Danny Briere, CEO of telecommunications consultancy Telechoice, agrees. "Broadband to the home is more than just a luxury today, it's a requirement," he says.
"More and more broadband is playing a critical role in corporations. If you're doing call centre applications or have senior managers working from home, you need to be involved," Briere says.
Here are seven tips for helping users with connectivity decisions.
1. Know your options. The options for home-based and small-office networks continue to grow. Users can often choose between cable, DSL, satellite, fibre-optic, cellular and wireless connections, depending how close to an urban setting they are. Speeds these days range from 500kbit/s for cellular to 50Mbit/s downstream for new fibre-optic services such as Verizon's FIOS offering. IT managers should help users research all the available options in their geographic area.
2. Know the applications your users need to access. If user are trying to access big files such as CAD/CAM drawings remotely, a 500K bit/s. connection is insufficient. However, if they're only accessing Web-based e-mail, then that option might suit them well.
3. Know when they will be accessing the network. Briere says timing is everything. He points to cable as an example. "Cable might tout higher bandwidth speeds than other connectivity options, but it's a shared connection, so when kids in the neighbourhood come from school to do their homework online, that performance is degraded," he says. Therefore, if your employees plan to do most of their work during after-school hours, those who live in congested areas might have problems with cable connections.
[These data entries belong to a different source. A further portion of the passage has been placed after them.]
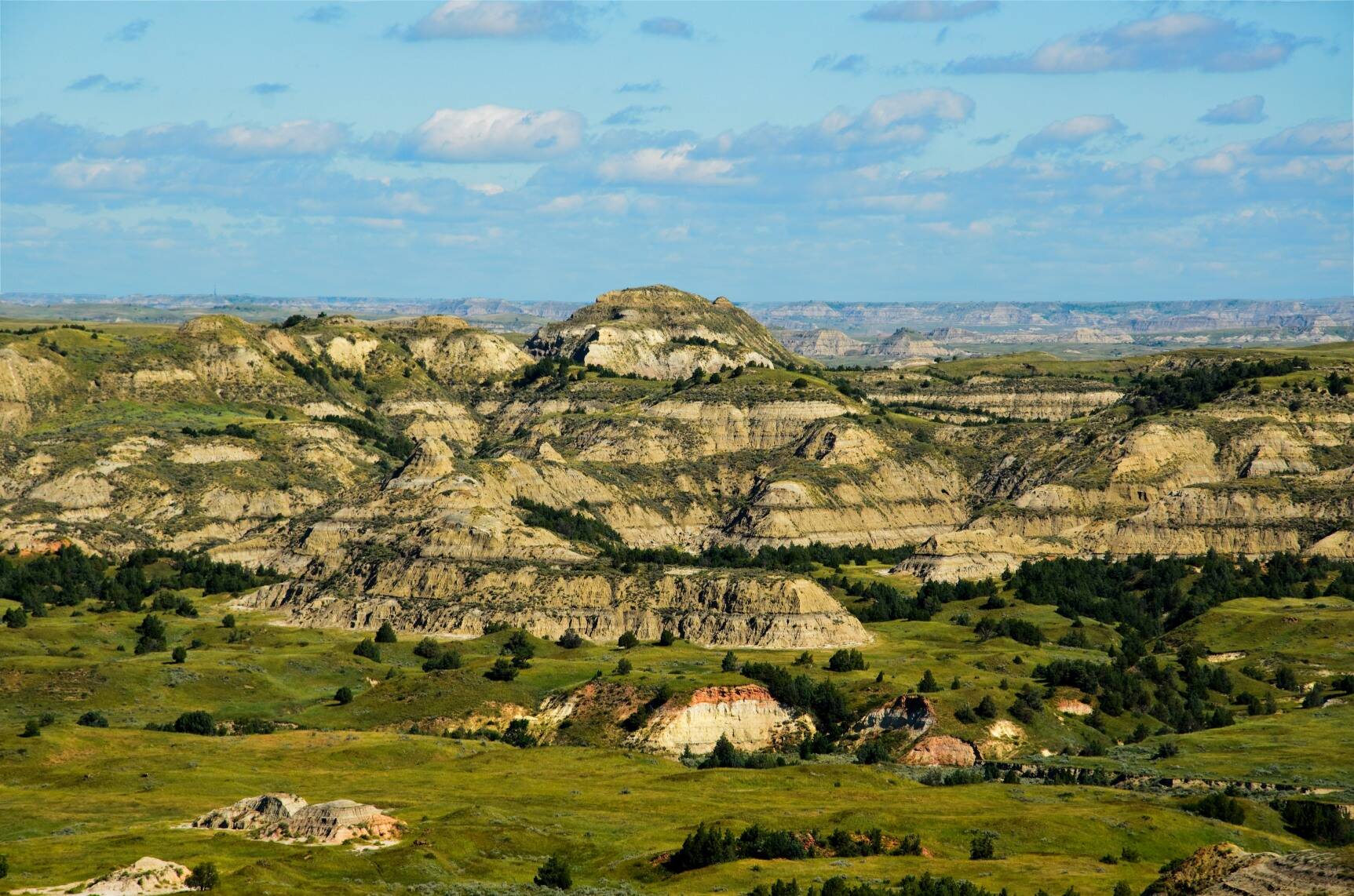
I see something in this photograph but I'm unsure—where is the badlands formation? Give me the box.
[0,286,1354,636]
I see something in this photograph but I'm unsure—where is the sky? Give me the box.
[0,0,1354,303]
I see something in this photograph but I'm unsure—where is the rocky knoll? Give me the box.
[527,284,795,379]
[237,562,870,650]
[13,855,191,896]
[631,685,814,756]
[1144,842,1354,896]
[192,793,403,843]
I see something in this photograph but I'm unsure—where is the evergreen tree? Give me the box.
[184,862,221,891]
[532,855,574,889]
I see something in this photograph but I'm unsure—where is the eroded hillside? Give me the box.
[0,295,1354,648]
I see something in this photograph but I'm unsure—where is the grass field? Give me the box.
[0,579,1354,896]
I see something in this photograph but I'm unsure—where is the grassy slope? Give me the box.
[0,581,1354,894]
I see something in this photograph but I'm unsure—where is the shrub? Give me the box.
[183,862,221,891]
[173,709,217,736]
[827,647,869,672]
[133,613,165,657]
[485,657,517,681]
[504,719,536,750]
[856,738,889,765]
[424,648,462,672]
[968,831,997,861]
[532,855,574,889]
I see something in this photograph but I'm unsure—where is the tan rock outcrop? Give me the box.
[13,855,191,896]
[903,735,980,769]
[633,685,814,756]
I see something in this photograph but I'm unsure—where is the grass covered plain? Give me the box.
[0,581,1354,896]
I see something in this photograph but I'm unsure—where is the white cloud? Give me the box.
[861,0,997,22]
[52,158,146,191]
[207,121,348,158]
[396,0,592,41]
[1199,95,1268,125]
[400,106,583,162]
[597,144,747,187]
[945,13,1309,75]
[1016,115,1126,155]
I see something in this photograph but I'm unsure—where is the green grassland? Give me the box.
[0,579,1354,894]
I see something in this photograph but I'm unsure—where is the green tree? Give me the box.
[485,657,517,681]
[133,613,165,657]
[173,709,217,736]
[184,862,221,891]
[532,855,574,889]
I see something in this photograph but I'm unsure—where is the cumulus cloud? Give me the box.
[597,144,746,187]
[1255,122,1354,156]
[67,75,142,93]
[108,19,150,43]
[601,106,672,126]
[639,16,696,41]
[398,106,583,162]
[1199,95,1268,125]
[812,53,865,75]
[394,0,593,41]
[1016,115,1128,155]
[298,2,348,24]
[861,0,997,22]
[945,13,1311,75]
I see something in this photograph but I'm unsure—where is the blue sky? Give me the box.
[0,0,1354,302]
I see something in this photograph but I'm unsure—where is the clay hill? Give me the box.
[0,286,1354,648]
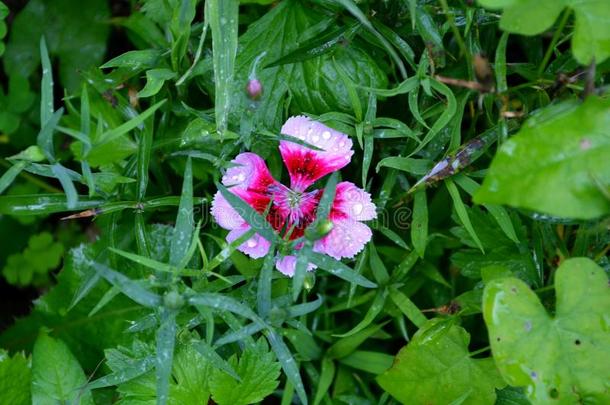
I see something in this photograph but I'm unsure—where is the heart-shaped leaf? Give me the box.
[483,258,610,404]
[479,0,610,64]
[377,318,504,405]
[474,97,610,219]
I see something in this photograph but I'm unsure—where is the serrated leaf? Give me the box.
[209,339,280,405]
[474,97,610,219]
[32,333,93,405]
[483,258,610,404]
[377,319,505,405]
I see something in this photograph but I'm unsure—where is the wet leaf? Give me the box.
[479,0,610,65]
[483,258,610,404]
[377,319,504,405]
[474,97,610,219]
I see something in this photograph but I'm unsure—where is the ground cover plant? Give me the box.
[0,0,610,405]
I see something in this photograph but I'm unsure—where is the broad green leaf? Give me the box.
[474,97,610,219]
[483,258,610,404]
[479,0,610,65]
[0,348,32,405]
[2,0,110,91]
[155,308,177,405]
[32,333,93,405]
[209,339,280,405]
[377,318,504,405]
[206,0,239,134]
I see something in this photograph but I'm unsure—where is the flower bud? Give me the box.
[246,79,263,100]
[163,291,184,309]
[305,219,333,241]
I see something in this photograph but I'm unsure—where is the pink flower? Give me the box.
[212,116,377,276]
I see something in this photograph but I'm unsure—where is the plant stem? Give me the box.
[537,8,570,76]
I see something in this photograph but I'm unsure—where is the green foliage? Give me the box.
[209,339,280,405]
[483,258,610,404]
[32,332,93,405]
[3,0,109,90]
[2,232,64,287]
[479,0,610,64]
[0,350,32,405]
[0,0,610,405]
[475,97,610,219]
[377,320,505,404]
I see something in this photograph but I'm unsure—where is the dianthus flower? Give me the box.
[212,116,377,276]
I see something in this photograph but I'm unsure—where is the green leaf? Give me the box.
[169,157,195,266]
[206,0,239,134]
[377,318,504,405]
[155,308,177,405]
[209,339,280,405]
[309,252,377,288]
[479,0,610,65]
[265,329,308,405]
[2,0,111,91]
[2,232,64,287]
[445,178,485,253]
[216,183,279,242]
[411,190,428,258]
[474,97,610,219]
[32,333,93,405]
[138,68,176,98]
[0,161,27,194]
[0,348,32,405]
[483,258,610,404]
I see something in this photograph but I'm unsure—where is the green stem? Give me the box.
[439,0,472,71]
[0,159,63,193]
[538,8,571,76]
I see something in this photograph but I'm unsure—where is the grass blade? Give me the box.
[40,37,55,127]
[309,252,377,288]
[155,308,177,405]
[411,190,428,259]
[265,329,308,405]
[205,0,239,134]
[169,157,195,266]
[445,179,485,253]
[91,262,162,308]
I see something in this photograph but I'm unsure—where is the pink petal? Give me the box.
[275,255,316,277]
[314,218,373,259]
[210,191,246,230]
[280,116,354,191]
[227,223,271,259]
[222,152,276,193]
[332,181,377,221]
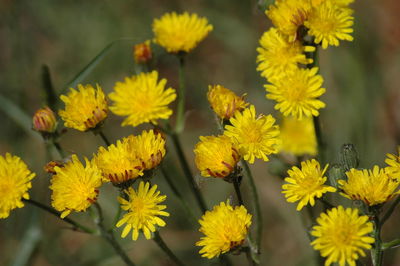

4. Don't forget about backup connectivity. Briere says one of the biggest issues with home office and small office connections is that they are very susceptible to outages. If a CFO is working from home to churn out the company's quarterlies, an outage would be devastating. "People have become so reliant on their cable and DSL connections that when they go out, they are in trouble," he says. He recommends giving users with mission-critical duties access to two connections, such as cable and DSL or DSL and cellular.
Taylor also recommends having a backup plan. "It's cheap enough these days to have more than one connectivity option. When one goes down, you're not stuck since they are physically separate," he says. Taylor himself has both cable and DSL connections to his home office.
5. Set boundaries. "No matter what, you're going to end up supporting home connectivity issues, so you might as well be proactive," Taylor says. He recommends creating a punch list of configurations IT will support. "You don't want to have to troubleshoot 10 different services," he says.
6. Develop acceptable use policies. Just as companies have acceptable use policies for their corporate networks, they should develop home-use policies that address security and legal issues. For instance, a policy should state that no one other than the employee should be able to access company files. "Having kids share the computer or being on a Wi-Fi network has the potential for backdoor attacks that could affect the corporate network," Taylor says. That type of use could also put the company in legal hot water. IT managers should make sure that telecommuters are accessing company assets via connections that are protected by a security infrastructure featuring SSL, IPsec or other security and encryption standards.
7. Keep an eye on provider deals. "Don't be afraid to pick up the phone and call your users' providers to find out the deal of the day," Briere says. More and more companies are taking on the expense of broadband and therefore shouldn't leave it up to the user to negotiate pricing. "The provider isn't going to proactively call you and say we've got a cheaper plan," he says. IT groups can also bundle user contracts for bigger savings company-wide.
Being a part of the home connectivity decision has other benefits, such as understanding what applications can be supported by employees' home systems. For instance, if users have high-speed connections, companies can take advantage of productivity-enhancing and cost-saving tools such as collaboration software and virtual receptionists. "There are a lot of things that broadband enables that people are just getting around to," Briere says.